Let’s talk about God.

Many years ago I met up with a very good friend of mine in Boston. We hadn’t seen each other in years. We lived together in seminary, studying biblical theology. He’d gone through some pretty horrible experiences lately and as we sat in one of my favorite Chinese restaurants, Weylu’s, he told me he’d come to this conclusion:

“Either God is everywhere or God is nowhere.”

At the time I agreed. Now I would augment that a little. Actually, I now believe that those two apparently opposite statements actually say the same thing. They are the opposite sides but of the same coin.

Did you know that the Buddha never denied the existence of the soul? But neither did he affirm it. This is what is called the middle way.

Another person I read with fascination is Byron Katie, especially her book, “Loving What Is”. I’ve also read her biography. Never does she deny the existence of God. Never does she affirm it. When she uses the word “God” it is always held loosely and almost always as a convenient word to describe something mysterious or to connect to a listener who believes in God. For her, what is is God, or God is what is. It just is. Neither here nor there.

And this is how I approach all ideas about God. I do not deny it. I do not affirm it. For these are the same thing appearing as opposites. I’m cool with that.

It went like this:

I’ve struggled with the concept of God since I was a child.

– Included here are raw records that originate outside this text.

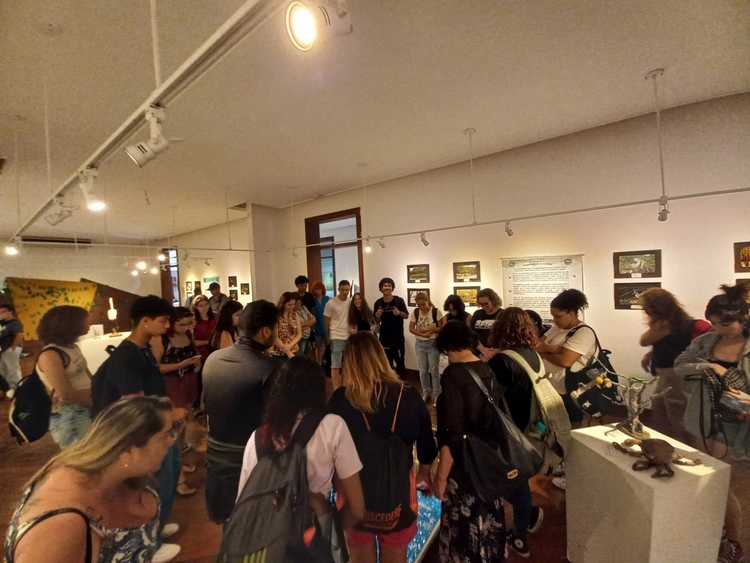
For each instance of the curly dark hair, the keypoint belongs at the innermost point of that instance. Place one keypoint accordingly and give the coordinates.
(299, 386)
(62, 325)
(513, 328)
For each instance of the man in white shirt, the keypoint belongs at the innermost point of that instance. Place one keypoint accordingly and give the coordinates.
(336, 317)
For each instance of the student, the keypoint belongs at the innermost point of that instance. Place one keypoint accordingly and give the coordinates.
(425, 326)
(482, 320)
(337, 327)
(132, 370)
(62, 368)
(235, 379)
(11, 337)
(96, 495)
(390, 311)
(373, 390)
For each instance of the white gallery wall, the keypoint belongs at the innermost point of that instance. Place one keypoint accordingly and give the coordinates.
(706, 149)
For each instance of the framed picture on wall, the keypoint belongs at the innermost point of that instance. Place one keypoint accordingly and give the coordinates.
(466, 271)
(418, 273)
(626, 294)
(468, 294)
(413, 294)
(742, 256)
(637, 264)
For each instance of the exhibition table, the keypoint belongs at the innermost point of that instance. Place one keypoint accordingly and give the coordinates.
(95, 349)
(618, 515)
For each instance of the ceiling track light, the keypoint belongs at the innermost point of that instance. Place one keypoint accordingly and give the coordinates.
(144, 152)
(306, 20)
(94, 201)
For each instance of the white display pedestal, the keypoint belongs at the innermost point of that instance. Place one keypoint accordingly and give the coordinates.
(617, 515)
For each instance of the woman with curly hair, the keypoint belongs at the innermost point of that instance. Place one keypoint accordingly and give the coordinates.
(514, 331)
(62, 368)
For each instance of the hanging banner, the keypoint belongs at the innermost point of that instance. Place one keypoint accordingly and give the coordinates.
(532, 282)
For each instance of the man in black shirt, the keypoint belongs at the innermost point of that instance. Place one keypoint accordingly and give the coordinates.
(132, 370)
(234, 381)
(390, 311)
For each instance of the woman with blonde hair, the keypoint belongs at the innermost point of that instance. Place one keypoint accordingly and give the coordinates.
(93, 501)
(374, 400)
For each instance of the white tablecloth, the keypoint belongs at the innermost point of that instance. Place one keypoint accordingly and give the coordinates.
(95, 349)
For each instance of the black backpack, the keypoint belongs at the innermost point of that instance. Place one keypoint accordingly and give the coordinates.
(272, 520)
(30, 410)
(597, 400)
(390, 505)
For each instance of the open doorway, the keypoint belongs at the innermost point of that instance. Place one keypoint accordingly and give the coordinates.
(339, 254)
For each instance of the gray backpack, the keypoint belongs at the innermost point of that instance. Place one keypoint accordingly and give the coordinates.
(272, 521)
(549, 425)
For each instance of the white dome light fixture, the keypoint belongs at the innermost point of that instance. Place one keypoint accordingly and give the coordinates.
(306, 20)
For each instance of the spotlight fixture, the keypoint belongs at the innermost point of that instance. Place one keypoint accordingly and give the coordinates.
(144, 152)
(305, 20)
(663, 208)
(58, 212)
(94, 201)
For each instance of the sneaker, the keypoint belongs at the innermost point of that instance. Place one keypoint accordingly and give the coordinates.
(730, 552)
(559, 482)
(535, 522)
(519, 545)
(169, 530)
(166, 552)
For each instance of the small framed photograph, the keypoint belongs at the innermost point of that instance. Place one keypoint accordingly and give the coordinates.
(468, 294)
(637, 264)
(627, 294)
(418, 273)
(742, 256)
(466, 271)
(413, 295)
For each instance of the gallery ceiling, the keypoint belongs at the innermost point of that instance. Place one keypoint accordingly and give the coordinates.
(396, 94)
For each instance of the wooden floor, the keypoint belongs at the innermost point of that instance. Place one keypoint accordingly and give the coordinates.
(200, 538)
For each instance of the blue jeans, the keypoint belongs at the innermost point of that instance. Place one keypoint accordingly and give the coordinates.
(168, 477)
(428, 359)
(69, 424)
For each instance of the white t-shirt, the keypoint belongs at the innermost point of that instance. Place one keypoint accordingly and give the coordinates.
(425, 321)
(330, 450)
(338, 310)
(582, 342)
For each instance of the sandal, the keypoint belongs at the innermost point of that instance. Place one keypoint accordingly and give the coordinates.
(186, 490)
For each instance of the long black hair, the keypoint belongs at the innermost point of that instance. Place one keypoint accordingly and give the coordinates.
(299, 386)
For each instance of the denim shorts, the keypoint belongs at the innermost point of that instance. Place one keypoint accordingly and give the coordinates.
(69, 424)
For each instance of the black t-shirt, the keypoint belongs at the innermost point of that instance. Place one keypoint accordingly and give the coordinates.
(391, 326)
(130, 370)
(412, 425)
(481, 324)
(234, 381)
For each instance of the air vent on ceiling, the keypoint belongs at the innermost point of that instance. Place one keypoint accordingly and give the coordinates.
(54, 240)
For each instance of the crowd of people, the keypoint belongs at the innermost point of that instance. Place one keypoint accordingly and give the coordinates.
(257, 374)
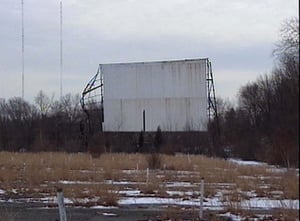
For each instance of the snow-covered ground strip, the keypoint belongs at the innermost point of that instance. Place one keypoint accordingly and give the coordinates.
(246, 163)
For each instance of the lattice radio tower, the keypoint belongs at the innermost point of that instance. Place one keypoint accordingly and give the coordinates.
(61, 52)
(22, 8)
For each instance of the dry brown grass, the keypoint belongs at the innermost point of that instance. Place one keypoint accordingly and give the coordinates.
(29, 172)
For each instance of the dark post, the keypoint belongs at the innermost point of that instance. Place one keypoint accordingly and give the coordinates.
(144, 121)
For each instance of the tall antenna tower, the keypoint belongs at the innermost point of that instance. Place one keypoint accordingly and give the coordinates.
(61, 51)
(22, 8)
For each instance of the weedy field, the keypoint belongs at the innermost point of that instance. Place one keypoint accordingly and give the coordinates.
(172, 182)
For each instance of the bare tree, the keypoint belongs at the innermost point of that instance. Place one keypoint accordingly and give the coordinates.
(289, 42)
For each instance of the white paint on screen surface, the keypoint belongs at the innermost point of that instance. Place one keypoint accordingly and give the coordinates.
(173, 95)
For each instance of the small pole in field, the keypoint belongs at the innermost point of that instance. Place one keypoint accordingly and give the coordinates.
(201, 198)
(61, 205)
(147, 178)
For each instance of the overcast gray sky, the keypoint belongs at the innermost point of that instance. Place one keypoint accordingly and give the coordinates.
(238, 36)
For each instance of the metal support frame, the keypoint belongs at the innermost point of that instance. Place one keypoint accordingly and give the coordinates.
(92, 97)
(213, 118)
(211, 94)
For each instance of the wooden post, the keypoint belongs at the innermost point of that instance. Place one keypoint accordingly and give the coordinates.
(61, 205)
(201, 198)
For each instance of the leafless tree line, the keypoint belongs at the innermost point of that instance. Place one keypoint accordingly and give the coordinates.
(265, 123)
(46, 125)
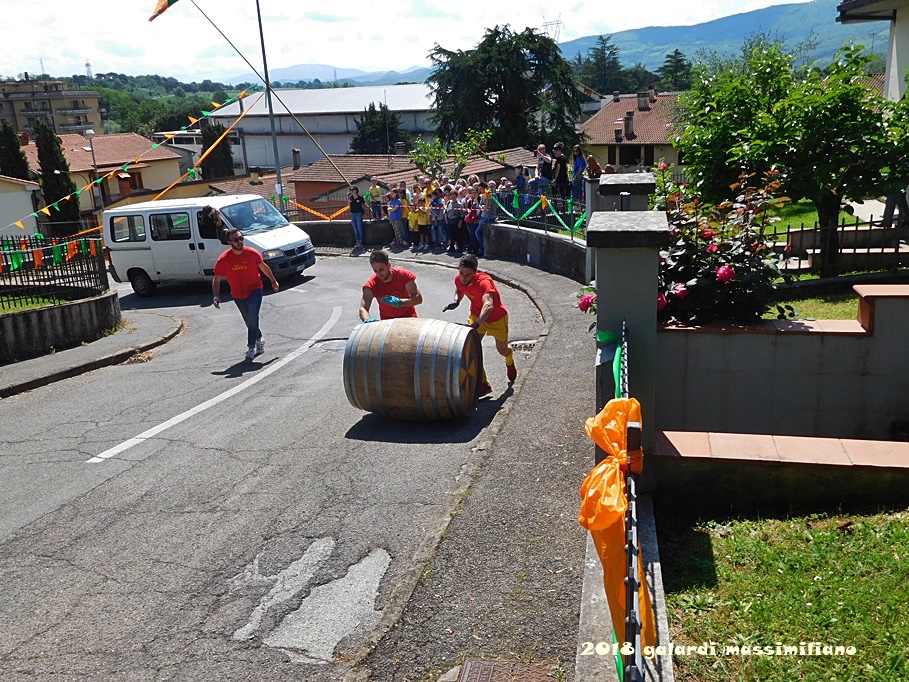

I remember waking up one night terrified of death. I got up in the dark and went out to my mom and dad and sat on my dad’s knee. But they had company and didn’t really attend to me. I didn’t even really know what to say or ask. I was just afraid. We lived on a farm and I saw death on a regular basis. I couldn’t get my little head around it. Pow! My desire to understand the truth was ignited. For some reason, even at this very young age, I couldn’t believe that there was a God seated in the heavens, separate from the world in which I live. A good God. Death. It did not compute.

Over time verses like these: “For in him we live and move and have our being” (Acts 17:28); and, “God was in Christ reconciling the world to himself” (2 Corinthians 5:18); and “Christ is the All in all” (Colossians 3:11); and “… so that God may be the All in all” (1 Corinthians 15:28), helped things make sense to me. Jewels like these, buried in a deeply diverse extended metaphor, provided a matrix within which to make sense of my world. My concept of God was breaking free of every box that was handed to me until I finally realized that no box would suffice. So I threw out the boxes. Burned them. There is no box.

Did God get burned in the process? This I can’t answer, or won’t. Now, when I feel I must refer to the reference “God”, I usually say “That-Which-We-Call-God”. That is as close as I can get to describing what we are talking about.

My waterfall dream that launched my z-theory articulates this by the use of a metaphor: what is above the rim of the waterfalls we cannot see and can only guess at. But what is pouring everlastingly over the falls and spreading all over the earth gives us a pretty good indication that there is an endless, infinite, fathomless source that invades and fills everything and embraces and captures and consumes everything, absolutely everything, and takes it back up into itself so that there is no distinguishing what is and what isn’t. And with this my mind is at perfect peace and my heart is no longer afraid.

So, as you can see, I’ve come full circle back to our table at Weylu’s. Is God everywhere or is God nowhere? Which is it?

My answer: Yes!

I love you guys with whom I feel so free to be myself and express my thoughts without fear.